Everything in the legal field revolves around what you can prove, including what you can prove to be correct or incorrect about the defense’s arguments. In personal injury cases, it’s crucial that you can prove negligence because that is what makes the other party liable, or responsible in the eyes of the court. Negligence is when someone fails to take reasonable care, and it results in the injury of someone else. The court cannot simply take someone’s word for what it is. They want to see evidence, pictures of injuries, medical reports, and to understand how it happened piece by piece. Because they were not there when the injury occurred, your lawyer will paint a picture of what happened that day, what the accident was, and how it directly resulted in your injury. That is proving negligence.

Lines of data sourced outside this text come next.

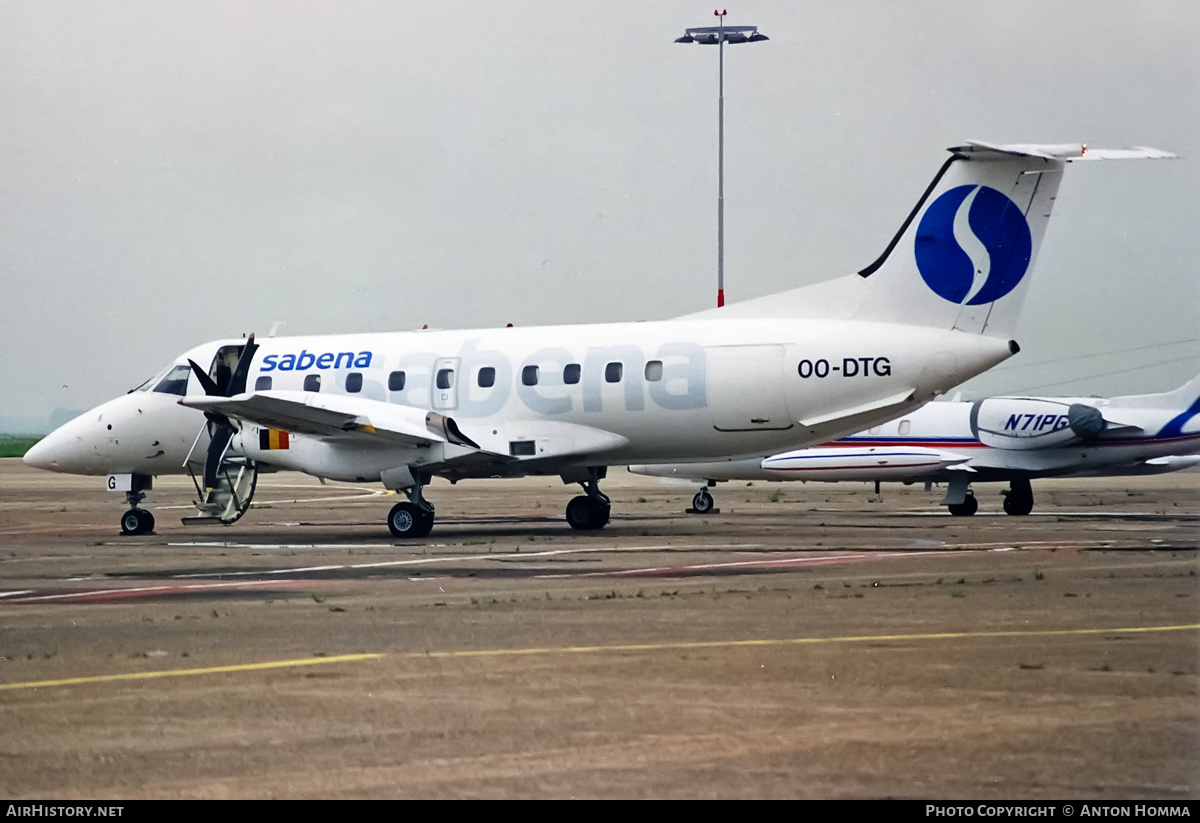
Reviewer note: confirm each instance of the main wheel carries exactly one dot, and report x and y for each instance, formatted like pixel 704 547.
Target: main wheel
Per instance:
pixel 585 514
pixel 407 520
pixel 137 521
pixel 1019 500
pixel 965 509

Using a car accident as an example, your lawyer will send their investigator out to the accident scene to see what information they can get there. An expert in this would know to take pictures of the topography, road conditions, pictures of the damage to the car, any road signs nearby, or any marks left on the road. They will even make a note of any security cameras in the area so that your lawyer can begin the process of obtaining the tapes for evidence. If you aren’t at fault, all of these are critical to a personal injury case. The lawyer will turn to the police to retain their report from when they arrived on the scene, which includes witness interviews, anything that the defense may have stated at the site, and even what their conclusion is about the accident. Police officers are also an expert in their field, and they can give vital information to help piece together what happened. The first few experts your lawyer obtains will be all about proving negligence.

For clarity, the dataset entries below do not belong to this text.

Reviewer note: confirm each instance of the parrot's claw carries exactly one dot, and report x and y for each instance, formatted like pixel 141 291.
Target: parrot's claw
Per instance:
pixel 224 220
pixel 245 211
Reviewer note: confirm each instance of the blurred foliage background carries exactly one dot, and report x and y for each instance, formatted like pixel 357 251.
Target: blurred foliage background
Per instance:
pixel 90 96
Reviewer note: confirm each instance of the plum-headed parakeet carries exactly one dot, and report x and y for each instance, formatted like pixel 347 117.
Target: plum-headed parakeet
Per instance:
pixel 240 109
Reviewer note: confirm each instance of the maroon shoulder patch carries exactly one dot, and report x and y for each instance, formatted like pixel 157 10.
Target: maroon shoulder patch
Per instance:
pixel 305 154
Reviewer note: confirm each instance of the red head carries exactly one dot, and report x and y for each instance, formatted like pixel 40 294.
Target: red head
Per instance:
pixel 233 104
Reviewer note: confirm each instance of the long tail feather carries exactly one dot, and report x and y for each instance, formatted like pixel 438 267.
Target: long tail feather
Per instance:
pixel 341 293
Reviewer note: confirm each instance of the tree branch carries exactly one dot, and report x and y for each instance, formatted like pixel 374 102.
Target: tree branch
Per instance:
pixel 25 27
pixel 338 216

The next thing your attorney will do is prove damages. Do they need to retain an expert, even if your injury is very obvious? Your injury may even be easy to see while you’re standing in court, but that doesn’t mean that you don’t need an expert. Your lawyer will ask you for any medical report, medical testing, appointment overviews, and even prescriptions that you were given as a result of your accident. All of these will give a hint as to how you are suffering. Here’s another reason why they would bring in an expert – is it obvious to the average person looking at an x-ray that there’s a fracture or a break? Not necessarily. Not everyone can read x-rays, and only professionals can read x-rays correctly. Your lawyer would likely retain a professional to testify as to what your x-ray says, what their diagnosis would be, and even how that injury would affect you in the future. Would it keep you from working? Is it painful enough to disrupt your sleep? These are things that only a medical expert would know, and it proves pain and suffering to the court.
What Else Are Experts Necessary For?
A professional mechanic can explain how by looking at the damage to both of the cars, he may be able to prove liability, or even prove that what the defense is saying happened, cannot have happened at all. An expert in film and videography can take a look at the security camera footage and tell the court whether the video was doctored and changed, or if it’s original.
There are some reasons that attorneys will call in expert testimony. The idea is to find and uncover the truth, find out what actually happened, and how it will change things in the future. Taking someone’s word for it doesn’t suffice in court, especially when someone is making general statements that they don’t know very much about. An expert will know exactly what you’re trying to prove and hone in on the tiny details that the average person would miss.